Child education plans and child insurance plans play distinct roles in securing a child's future. While education plans concentrate on covering educational expenses, insurance plans offer comprehensive coverage in the event of parental death or disability. Education plans provide flexibility, whereas insurance plans assure long-term financial security.

When considering these options, parents must take various factors into account, such as financial stability, coverage offered, etc. 

FAQs

  • What's the difference between child education plans and child insurance plans? 

Child education plans focus on funding education, while child insurance plans provide financial protection in unforeseen circumstances.

  • Can child education plans be used for other purposes? 

No, child education plans are specifically for educational expenses. These plans cover the expenses related to a child's education, such as tuition fees, books, and other educational materials.
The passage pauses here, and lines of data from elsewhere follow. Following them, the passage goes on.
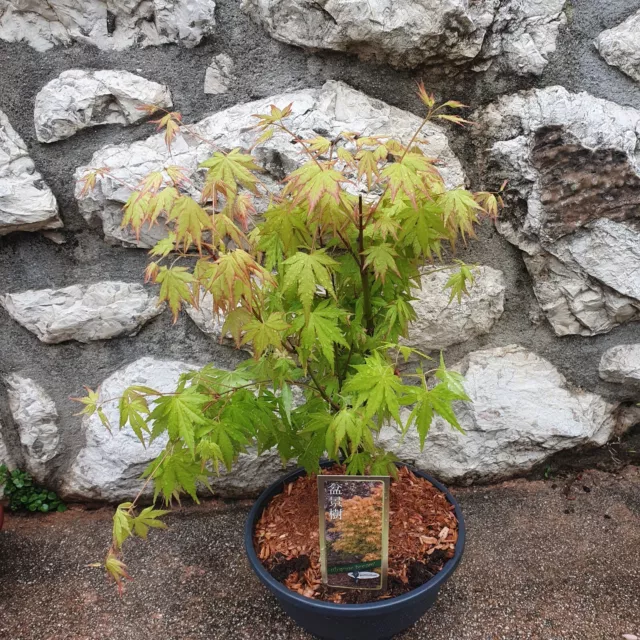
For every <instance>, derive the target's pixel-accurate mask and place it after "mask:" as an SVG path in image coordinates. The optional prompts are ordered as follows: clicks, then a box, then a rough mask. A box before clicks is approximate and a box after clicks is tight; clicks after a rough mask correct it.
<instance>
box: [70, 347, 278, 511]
mask: <svg viewBox="0 0 640 640" xmlns="http://www.w3.org/2000/svg"><path fill="white" fill-rule="evenodd" d="M195 368H197V367H195V366H194V365H191V364H187V363H184V362H178V361H175V360H156V359H154V358H140V359H139V360H136V361H135V362H133V363H131V364H129V365H127V366H126V367H123V368H122V369H119V370H118V371H116V372H115V373H114V374H112V375H111V376H109V377H108V378H107V379H106V380H105V381H104V382H103V383H102V384H101V385H100V388H99V390H98V393H99V397H100V399H101V400H102V399H107V398H119V397H120V396H121V395H122V392H123V391H124V389H126V388H127V387H128V386H130V385H133V384H139V385H146V386H150V387H152V388H154V389H156V390H158V391H161V392H168V391H172V390H173V389H175V385H176V384H177V381H178V378H179V376H180V374H182V373H185V372H187V371H190V370H193V369H195ZM104 411H105V414H106V416H107V418H108V420H109V422H110V423H111V424H112V425H116V426H115V428H114V429H113V433H111V434H110V433H109V432H108V431H107V429H106V428H105V427H104V426H103V425H102V423H101V422H100V419H99V418H98V416H96V415H94V416H90V417H86V418H85V419H84V420H83V422H82V427H83V431H84V433H85V435H86V444H85V446H84V447H83V448H82V449H81V450H80V453H79V454H78V456H77V458H76V460H75V461H74V462H73V464H72V466H71V469H70V471H69V472H67V474H66V475H65V476H64V480H63V487H62V490H61V495H63V496H64V497H65V498H81V499H90V500H93V499H98V500H106V501H118V500H126V499H130V498H132V497H134V496H135V495H136V494H137V493H138V491H139V490H140V488H141V487H142V484H143V483H142V481H141V480H140V474H141V473H142V472H143V471H144V469H145V468H146V466H147V465H148V464H149V463H150V462H151V461H152V460H154V459H155V458H156V457H157V456H158V455H159V454H160V452H161V451H162V450H163V448H164V446H165V444H166V442H167V440H166V436H161V437H159V438H158V439H156V440H154V442H152V443H151V445H150V446H149V447H147V448H145V447H143V445H142V444H141V442H140V441H139V440H138V438H137V437H136V435H135V434H134V433H133V431H132V429H131V428H130V427H129V426H126V427H125V428H124V429H121V430H118V429H117V425H118V423H119V416H120V414H119V411H118V403H117V401H116V402H108V403H106V405H105V409H104ZM282 473H283V467H282V464H281V462H280V458H279V456H278V454H277V453H276V452H268V453H266V454H264V455H262V456H260V457H258V456H257V455H256V454H255V453H251V452H249V453H246V454H242V455H240V457H239V459H238V462H237V463H236V465H235V467H234V469H233V471H232V472H231V473H228V474H227V473H224V474H222V475H221V476H220V477H219V478H215V477H214V478H213V479H212V482H211V484H212V486H213V488H214V489H215V492H216V495H220V496H228V497H248V496H253V495H256V494H257V493H259V492H260V491H262V490H263V489H264V488H265V487H267V486H268V485H269V484H271V483H272V482H274V481H275V480H276V479H277V478H278V477H280V476H281V475H282Z"/></svg>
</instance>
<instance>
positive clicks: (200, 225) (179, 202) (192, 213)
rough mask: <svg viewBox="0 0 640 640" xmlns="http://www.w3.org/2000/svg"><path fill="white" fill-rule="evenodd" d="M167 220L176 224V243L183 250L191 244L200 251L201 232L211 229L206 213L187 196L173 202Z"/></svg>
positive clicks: (210, 223) (198, 205) (201, 207)
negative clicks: (179, 244)
mask: <svg viewBox="0 0 640 640" xmlns="http://www.w3.org/2000/svg"><path fill="white" fill-rule="evenodd" d="M169 220H170V221H175V222H176V225H175V234H176V242H177V243H182V244H183V246H184V248H185V250H186V249H187V248H188V247H189V245H190V244H192V243H194V244H195V245H196V246H197V247H198V250H200V245H201V243H202V232H203V231H205V230H207V229H211V228H212V222H211V218H210V217H209V215H208V214H207V212H206V211H205V210H204V209H203V208H202V207H201V206H200V205H199V204H198V203H197V202H196V201H195V200H194V199H193V198H190V197H189V196H180V197H179V198H178V199H177V200H176V201H175V202H174V204H173V207H172V209H171V214H170V215H169Z"/></svg>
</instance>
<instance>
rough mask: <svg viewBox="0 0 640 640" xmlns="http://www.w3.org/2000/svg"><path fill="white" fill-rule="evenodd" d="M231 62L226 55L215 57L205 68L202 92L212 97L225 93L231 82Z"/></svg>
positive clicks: (232, 60)
mask: <svg viewBox="0 0 640 640" xmlns="http://www.w3.org/2000/svg"><path fill="white" fill-rule="evenodd" d="M233 66H234V65H233V60H232V59H231V58H230V57H229V56H228V55H227V54H226V53H221V54H219V55H217V56H216V57H215V58H214V59H213V60H212V61H211V64H210V65H209V66H208V67H207V71H206V73H205V76H204V92H205V93H208V94H212V95H217V94H220V93H226V92H227V91H228V90H229V85H230V84H231V81H232V80H233Z"/></svg>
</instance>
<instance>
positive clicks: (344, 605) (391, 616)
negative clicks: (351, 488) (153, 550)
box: [244, 463, 465, 640]
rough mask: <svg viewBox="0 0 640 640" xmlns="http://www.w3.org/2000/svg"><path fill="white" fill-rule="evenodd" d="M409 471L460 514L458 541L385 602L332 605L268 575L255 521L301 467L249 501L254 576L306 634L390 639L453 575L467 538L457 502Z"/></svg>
mask: <svg viewBox="0 0 640 640" xmlns="http://www.w3.org/2000/svg"><path fill="white" fill-rule="evenodd" d="M326 464H327V465H330V464H332V463H326ZM409 468H411V467H409ZM411 470H412V471H413V473H415V474H416V475H417V476H420V477H422V478H426V479H427V480H428V481H429V482H431V483H432V484H433V485H434V486H436V487H437V488H438V489H440V491H442V492H443V493H444V494H445V495H446V496H447V499H448V500H449V502H450V503H451V504H452V505H453V506H454V507H455V513H456V517H457V518H458V542H457V544H456V550H455V554H454V556H453V558H451V560H449V561H448V562H447V563H446V564H445V566H444V568H443V569H442V571H440V572H439V573H438V574H437V575H436V576H434V577H433V578H432V579H431V580H429V582H427V583H425V584H423V585H422V586H420V587H418V588H417V589H413V591H410V592H409V593H405V594H403V595H401V596H398V597H396V598H389V599H388V600H380V601H378V602H370V603H367V604H334V603H331V602H322V601H319V600H313V599H312V598H305V597H304V596H301V595H299V594H297V593H295V592H294V591H291V590H290V589H287V587H285V586H284V585H283V584H281V583H279V582H278V581H277V580H275V579H274V578H272V577H271V575H270V574H269V572H268V571H267V570H266V569H265V568H264V567H263V566H262V563H261V562H260V560H259V559H258V556H257V555H256V552H255V549H254V546H253V531H254V529H255V526H256V523H257V522H258V520H259V519H260V516H261V515H262V512H263V511H264V509H265V508H266V506H267V505H268V504H269V501H270V500H271V498H273V497H274V496H276V495H278V494H279V493H282V491H283V490H284V488H285V486H286V485H287V484H288V483H289V482H292V481H294V480H295V479H296V478H299V477H300V476H303V475H304V474H305V471H304V469H298V470H296V471H293V472H292V473H290V474H288V475H287V476H285V477H284V478H282V479H281V480H279V481H278V482H276V483H274V484H272V485H271V486H270V487H269V488H268V489H266V490H265V491H264V492H263V494H262V495H261V496H260V497H259V498H258V500H257V501H256V503H255V504H254V505H253V508H252V509H251V512H250V513H249V517H248V518H247V522H246V525H245V529H244V545H245V548H246V550H247V555H248V556H249V562H250V563H251V566H252V568H253V570H254V571H255V572H256V574H257V575H258V578H260V580H261V581H262V582H263V584H264V585H265V586H266V587H267V589H269V591H271V593H273V595H274V596H275V597H276V598H277V599H278V602H279V603H280V605H281V607H282V608H283V609H284V610H285V611H286V613H288V614H289V615H290V616H291V617H292V618H293V619H294V620H295V621H296V622H297V623H298V624H299V625H300V626H301V627H303V628H304V629H305V630H306V631H308V632H309V633H311V634H313V635H314V636H317V637H319V638H324V639H325V640H388V639H389V638H393V636H395V635H396V634H398V633H401V632H402V631H404V630H405V629H407V628H408V627H410V626H411V625H412V624H414V623H415V622H417V621H418V620H419V619H420V618H421V617H422V616H423V615H424V614H425V613H426V611H427V609H429V608H430V607H431V606H433V604H434V603H435V601H436V598H437V597H438V592H439V591H440V587H441V586H442V585H443V584H444V583H445V582H446V581H447V580H448V579H449V578H450V577H451V575H452V574H453V572H454V571H455V569H456V567H457V566H458V563H459V562H460V559H461V558H462V552H463V550H464V540H465V527H464V519H463V517H462V512H461V511H460V507H459V506H458V503H457V502H456V500H455V498H454V497H453V496H452V495H451V494H450V493H449V491H447V489H446V487H444V486H443V485H441V484H440V483H439V482H437V481H436V480H434V479H433V478H432V477H431V476H428V475H427V474H426V473H422V472H420V471H416V470H415V469H411Z"/></svg>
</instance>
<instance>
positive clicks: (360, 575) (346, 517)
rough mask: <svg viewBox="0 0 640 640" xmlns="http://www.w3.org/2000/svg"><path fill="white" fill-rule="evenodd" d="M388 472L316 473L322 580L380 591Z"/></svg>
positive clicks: (384, 532)
mask: <svg viewBox="0 0 640 640" xmlns="http://www.w3.org/2000/svg"><path fill="white" fill-rule="evenodd" d="M389 482H390V479H389V477H388V476H325V475H319V476H318V507H319V511H320V567H321V570H322V581H323V582H324V584H326V585H327V586H329V587H338V588H340V589H371V590H376V591H377V590H384V589H386V586H387V569H388V563H389Z"/></svg>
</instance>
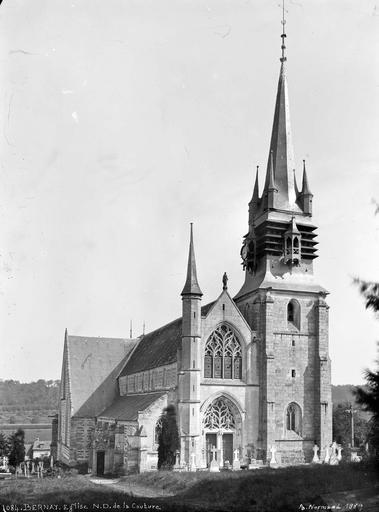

  • Does a child insurance plan only cover the child's life?

Child insurance plans offer more than life coverage, including critical illness benefits and premium waivers.

  • Can child education plans be customised for specific educational goals?

Yes, child education plans can be tailored to align with individual aspirations. Parents can allocate funds towards higher education expenses, specialized courses, or even international education, tailoring the plan to their child's specific needs.

  • Do child insurance plans offer tax benefits?

Child insurance plans usually provide tax benefits on premiums paid and tax-free maturity proceeds. Consult a tax advisor for specific rules.

Disclaimer

This article is issued in the general public interest and meant for general information purposes only. Readers are advised not to rely on the contents of the article as conclusive in nature and should research further or consult an expert in this regard.